File System vs Core Data: the image cache test

Code for this project is on GitHub

While doing a full re-write of Droplr's iOS app for the 2.0 launch, I couldn't find any good file/image caches out there had a particular feature I really wanted: extending item expiration whenever it's touched.

I set out to write my own — which wasn't that much of a challenge — but somewhere along the process I had this crazy idea that perhaps (SQLite-backed) Core Data would be a much better tool for the job:

  • No mismatch between cache index file and actual data stored;
  • Trivial querying;
  • Nice and easy object oriented code.

Being a structured data store with Object-Relational Mapping, it's only logical that it would be slower. Just how slower is what I wanted to find out.
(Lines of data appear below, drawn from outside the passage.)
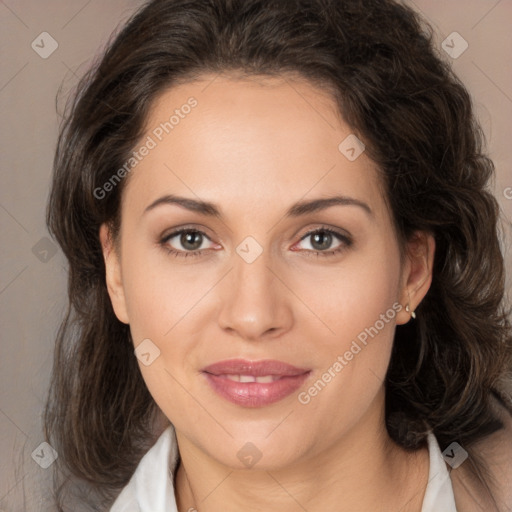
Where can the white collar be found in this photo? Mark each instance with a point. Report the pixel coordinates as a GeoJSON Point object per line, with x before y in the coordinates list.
{"type": "Point", "coordinates": [151, 489]}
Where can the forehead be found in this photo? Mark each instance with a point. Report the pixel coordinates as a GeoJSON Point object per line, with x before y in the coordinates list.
{"type": "Point", "coordinates": [264, 141]}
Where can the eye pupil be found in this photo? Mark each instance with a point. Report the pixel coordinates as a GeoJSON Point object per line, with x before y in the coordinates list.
{"type": "Point", "coordinates": [323, 239]}
{"type": "Point", "coordinates": [188, 238]}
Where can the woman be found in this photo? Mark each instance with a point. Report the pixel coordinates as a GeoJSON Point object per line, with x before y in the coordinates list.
{"type": "Point", "coordinates": [286, 286]}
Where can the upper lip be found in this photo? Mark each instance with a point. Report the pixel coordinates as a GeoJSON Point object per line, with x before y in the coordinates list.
{"type": "Point", "coordinates": [254, 368]}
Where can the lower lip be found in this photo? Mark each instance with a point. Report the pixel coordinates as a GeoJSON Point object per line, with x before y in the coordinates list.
{"type": "Point", "coordinates": [255, 394]}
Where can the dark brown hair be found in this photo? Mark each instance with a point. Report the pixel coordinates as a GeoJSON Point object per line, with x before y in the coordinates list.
{"type": "Point", "coordinates": [377, 60]}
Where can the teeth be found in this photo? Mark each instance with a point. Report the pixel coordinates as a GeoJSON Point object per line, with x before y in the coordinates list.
{"type": "Point", "coordinates": [266, 379]}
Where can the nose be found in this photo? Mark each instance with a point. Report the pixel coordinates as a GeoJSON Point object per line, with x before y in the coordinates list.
{"type": "Point", "coordinates": [255, 304]}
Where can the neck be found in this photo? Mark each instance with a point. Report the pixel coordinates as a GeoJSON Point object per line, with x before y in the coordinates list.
{"type": "Point", "coordinates": [363, 470]}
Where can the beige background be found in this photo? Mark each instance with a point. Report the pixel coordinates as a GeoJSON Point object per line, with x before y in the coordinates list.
{"type": "Point", "coordinates": [32, 291]}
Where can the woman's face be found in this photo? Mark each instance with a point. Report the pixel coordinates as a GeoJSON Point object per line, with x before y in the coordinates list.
{"type": "Point", "coordinates": [292, 295]}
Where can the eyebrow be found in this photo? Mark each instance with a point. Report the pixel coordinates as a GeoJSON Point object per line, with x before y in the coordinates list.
{"type": "Point", "coordinates": [298, 209]}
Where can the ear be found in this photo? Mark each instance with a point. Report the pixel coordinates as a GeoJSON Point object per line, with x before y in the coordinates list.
{"type": "Point", "coordinates": [416, 274]}
{"type": "Point", "coordinates": [113, 274]}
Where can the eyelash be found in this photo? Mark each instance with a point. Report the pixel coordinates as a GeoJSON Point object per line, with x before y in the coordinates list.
{"type": "Point", "coordinates": [347, 242]}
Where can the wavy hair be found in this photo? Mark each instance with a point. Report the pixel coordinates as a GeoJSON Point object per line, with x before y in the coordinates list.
{"type": "Point", "coordinates": [449, 367]}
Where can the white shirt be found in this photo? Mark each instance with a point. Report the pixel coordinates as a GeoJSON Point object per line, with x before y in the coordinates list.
{"type": "Point", "coordinates": [151, 489]}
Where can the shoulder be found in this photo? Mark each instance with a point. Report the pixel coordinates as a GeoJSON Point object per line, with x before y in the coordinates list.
{"type": "Point", "coordinates": [495, 451]}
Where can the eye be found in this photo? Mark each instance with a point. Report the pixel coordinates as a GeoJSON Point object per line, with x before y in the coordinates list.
{"type": "Point", "coordinates": [191, 240]}
{"type": "Point", "coordinates": [322, 240]}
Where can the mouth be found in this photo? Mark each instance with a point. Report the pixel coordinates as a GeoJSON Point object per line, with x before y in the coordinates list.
{"type": "Point", "coordinates": [254, 383]}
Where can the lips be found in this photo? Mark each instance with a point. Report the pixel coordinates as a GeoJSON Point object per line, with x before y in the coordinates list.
{"type": "Point", "coordinates": [254, 383]}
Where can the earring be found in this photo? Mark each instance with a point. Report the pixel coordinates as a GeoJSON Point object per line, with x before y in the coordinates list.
{"type": "Point", "coordinates": [408, 309]}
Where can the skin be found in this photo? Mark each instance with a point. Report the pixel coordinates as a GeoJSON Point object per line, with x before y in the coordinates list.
{"type": "Point", "coordinates": [254, 148]}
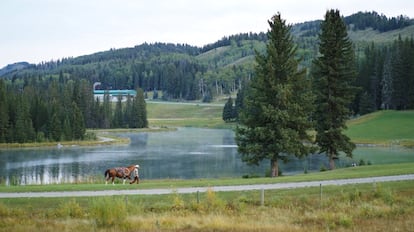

One protocol to rule them all

The number one goal with this pet project was that both the file system and Core Data cache implementations had to present the exact same signature to the programmer, while being consistent in the way they work.

@protocol BBImageCache <NSObject>

// Returns the number of items in the cache
- (NSUInteger)itemsInCache;

// Clears all items in the cache
- (void)clearCache;

// Synchronizes all changes (persists to disk)
- (BOOL)synchronizeCache;

// Deletes all entries that have expired
- (NSUInteger)purgeStaleData;

// Saves an image with a key
- (BOOL)storeImage:(UIImage*)image forKey:(NSString*)key;

// Retrieves and touches (extends expiration) the image for the given key
- (UIImage*)imageForKey:(NSString*)key;

@end

Super simple stuff...

The File System cache implementation

The file system cache implementation consists of a folder with an index file (a NSDictionary serialized as a .plist file) and a file for each cache entry — the PNG representation of the UIImage stored (with UIImagePNGRepresentation()).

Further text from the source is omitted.